CINECLUBES DE CÓRDOBA (57): LOS ACTOS COTIDIANOS
Por Roger Koza
Hermosa y vital, Los espigadores y la espigadora (2000), el penúltimo largometraje de Agnès Varda, tiene el encanto de muchas de sus películas sostenidas en retratos comunitarios y una agudeza filosófica enteramente amable para cualquier tipo de espectador. Varda revisa en este ensayo lúdico y sorprendente el significado del término “espigar” y busca las variaciones de aplicación del término a lo largo y a lo ancho de Francia, en donde espigar es una práctica concreta y añeja y tiene apoyo legal.
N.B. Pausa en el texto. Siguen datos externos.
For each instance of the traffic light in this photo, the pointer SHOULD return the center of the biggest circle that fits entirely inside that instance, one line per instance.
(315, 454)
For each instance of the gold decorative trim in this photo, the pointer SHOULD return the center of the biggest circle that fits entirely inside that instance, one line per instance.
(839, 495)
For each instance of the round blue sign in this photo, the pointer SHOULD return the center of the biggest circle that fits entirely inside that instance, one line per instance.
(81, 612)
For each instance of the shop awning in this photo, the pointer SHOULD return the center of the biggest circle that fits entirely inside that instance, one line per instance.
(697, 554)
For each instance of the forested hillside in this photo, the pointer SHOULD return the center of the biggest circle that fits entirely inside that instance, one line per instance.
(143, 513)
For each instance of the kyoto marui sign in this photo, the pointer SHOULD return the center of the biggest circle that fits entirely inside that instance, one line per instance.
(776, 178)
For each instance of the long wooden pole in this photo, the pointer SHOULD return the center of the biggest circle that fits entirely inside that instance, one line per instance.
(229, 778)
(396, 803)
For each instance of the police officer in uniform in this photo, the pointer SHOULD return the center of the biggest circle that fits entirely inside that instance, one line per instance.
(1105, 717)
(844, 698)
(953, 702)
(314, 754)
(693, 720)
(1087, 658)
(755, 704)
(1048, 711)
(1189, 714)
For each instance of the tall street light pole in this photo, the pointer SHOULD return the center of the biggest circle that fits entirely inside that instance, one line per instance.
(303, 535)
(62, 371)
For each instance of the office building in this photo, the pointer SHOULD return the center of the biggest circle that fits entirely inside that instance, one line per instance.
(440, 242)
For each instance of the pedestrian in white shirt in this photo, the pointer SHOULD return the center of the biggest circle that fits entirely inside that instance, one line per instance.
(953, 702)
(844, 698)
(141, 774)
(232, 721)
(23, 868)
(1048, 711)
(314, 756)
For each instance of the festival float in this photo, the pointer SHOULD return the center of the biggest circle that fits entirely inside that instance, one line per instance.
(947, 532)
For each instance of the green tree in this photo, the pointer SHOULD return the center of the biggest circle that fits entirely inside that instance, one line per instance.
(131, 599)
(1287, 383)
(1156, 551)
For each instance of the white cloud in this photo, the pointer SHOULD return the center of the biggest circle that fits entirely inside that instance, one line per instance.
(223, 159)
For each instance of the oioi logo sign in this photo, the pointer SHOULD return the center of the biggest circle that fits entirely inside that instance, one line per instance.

¿Qué significa espigar? En principio, el verbo indica una forma de recolección: todo aquello con respecto a lo cual los distintos usuarios de objetos diversos estiman que su vida útil ha concluido, a los espigadores les parece que no, y lo recuperan, por tanto, como algo valioso y aún útil. No se trata meramente de reciclaje. El espigador recicla, aunque también ve en los objetos lo que muchos no alcanzan a distinguir. Pueden ser puertas, botones, juguetes, electrodomésticos, alimentos. Todo el orden de las creaciones objetuales de los hombres está implicado en esta práctica.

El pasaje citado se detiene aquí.